I touched my fingertip to some vagrant bread crumbs scattered across the table. Because his back was turned I had the courage to ask the question point blank. “How severely do you hold that against me? That I didn’t make doctor?”

“Who is saying you didn’t make it?”

“I’m saying it, right now. I don’t have it in me, now or ever. Just the idea of me being a doctor is ridiculous. People depending on me in a life-or-death situation? Remember when I took Red Cross swimming lessons? I tried out the elbow-hold rescue on Ginny Galvez and we had a near-death experience.”

He spoke without turning around. “How did you arrive at the conclusion that you could not be a doctor?”

For a minute I buried my face in the afghan, which smelled like a familiar animal. When I looked up again he was facing me, drying his hands on a dish towel, one finger at a time. “I would just like to know,” he said.

“I couldn’t make it through my rotation on OB-GYN. I was delivering a premature baby, which turned out also to be breach, and there was fetal distress, and the mother’s pressure started to shoot up.
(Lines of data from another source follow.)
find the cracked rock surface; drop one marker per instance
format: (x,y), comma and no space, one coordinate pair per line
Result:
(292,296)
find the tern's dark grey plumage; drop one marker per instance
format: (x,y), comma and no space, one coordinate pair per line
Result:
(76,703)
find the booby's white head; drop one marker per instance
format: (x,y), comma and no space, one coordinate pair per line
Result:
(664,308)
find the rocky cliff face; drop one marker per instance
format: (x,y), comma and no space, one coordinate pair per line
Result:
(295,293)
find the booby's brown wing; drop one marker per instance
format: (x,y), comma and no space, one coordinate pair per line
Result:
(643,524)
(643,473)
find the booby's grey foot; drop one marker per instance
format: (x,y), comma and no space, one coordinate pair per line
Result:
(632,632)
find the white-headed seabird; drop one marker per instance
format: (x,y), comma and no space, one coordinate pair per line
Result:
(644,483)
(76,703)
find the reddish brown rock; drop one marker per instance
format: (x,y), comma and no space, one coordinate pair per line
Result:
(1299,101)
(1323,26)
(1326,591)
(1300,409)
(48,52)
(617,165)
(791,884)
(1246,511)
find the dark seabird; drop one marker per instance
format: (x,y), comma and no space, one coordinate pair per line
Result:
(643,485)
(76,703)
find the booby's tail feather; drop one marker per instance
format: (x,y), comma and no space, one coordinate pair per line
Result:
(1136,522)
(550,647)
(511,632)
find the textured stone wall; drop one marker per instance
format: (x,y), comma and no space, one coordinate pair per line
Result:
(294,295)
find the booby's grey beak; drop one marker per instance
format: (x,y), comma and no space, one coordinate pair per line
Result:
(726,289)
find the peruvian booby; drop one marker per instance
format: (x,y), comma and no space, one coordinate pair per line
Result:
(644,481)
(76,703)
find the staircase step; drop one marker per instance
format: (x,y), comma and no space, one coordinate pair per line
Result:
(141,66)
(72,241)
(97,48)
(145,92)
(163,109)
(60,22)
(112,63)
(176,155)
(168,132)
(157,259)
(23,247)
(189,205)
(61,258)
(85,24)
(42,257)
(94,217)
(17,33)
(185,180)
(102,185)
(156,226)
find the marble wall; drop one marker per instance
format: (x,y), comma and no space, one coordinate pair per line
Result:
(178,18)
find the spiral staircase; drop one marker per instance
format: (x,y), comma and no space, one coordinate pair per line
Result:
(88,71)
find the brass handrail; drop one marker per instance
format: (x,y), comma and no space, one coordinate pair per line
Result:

I just walked away from it. I don’t even remember exactly what I did, but I know I left her there. She could have died.” I corrected myself. “They both could have died.”

“You were only a first-year resident and it was a high-risk delivery. I’m sure there was someone on hand to back you up. Malpractice laws being what they are.”

“That’s not the point.”

“You don’t have to deliver babies to be a physician. I no longer deliver babies myself. There are a hundred specialties you could choose that have nothing to do with obstetrics.”

“That isn’t the point. People were looking to me for a decision, and I lost my nerve. You can’t lose your nerve. You’re the one that taught me that.”

He looked me straight in the eye and said, “I lose my nerve a dozen times a day.”

It was the last thing on earth I expected to hear. I felt as if I’d been robbed. I put my face back in the afghan and suddenly I started to cry. I have no idea where the tears came from, they just came from my eyes. I didn’t want either one of us to admit helplessness here. I kept my face down for a long time, soaking the wool. When I finally glanced up he was putting something away in the refrigerator. In the dark kitchen, the brightly lit interior of the refrigerator was a whole, bright little foreign land of cheerful white boxes, stacked like condominiums. There must have been fifty tupperware containers in there: pies, cakes, casseroles. I thought of Uda’s squash pie, and understood with surprise that all the women of Grace were taking care of Doc Homer. As a caretaker, I was superfluous.

He saw me looking at him. He stood with the refrigerator door half open, illuminating his face. “Codi, you could be a doctor if you wanted to do that. You learned the skills. Don’t try to put the blame on something abstract like your nerve-you have to take responsibility. Is it something you want, or not?”

“I don’t know.”

He didn’t move. I kept thinking he ought to close the refrigerator door. He’d always had a million rules about everything. Wasting electricity, for example.

“It’s not,” I finally said, for the first time.

“No?”

“No. I thought it would be an impressive thing to do. But I don’t think it was a plan that really grew out of my life. I can’t remember ever thinking it would be all that delightful to look down people’s throats and into their nasty infected ears and their gall bladders.”

“You’re entitled to that opinion,” he said. “That the human body is a temple of nastiness.”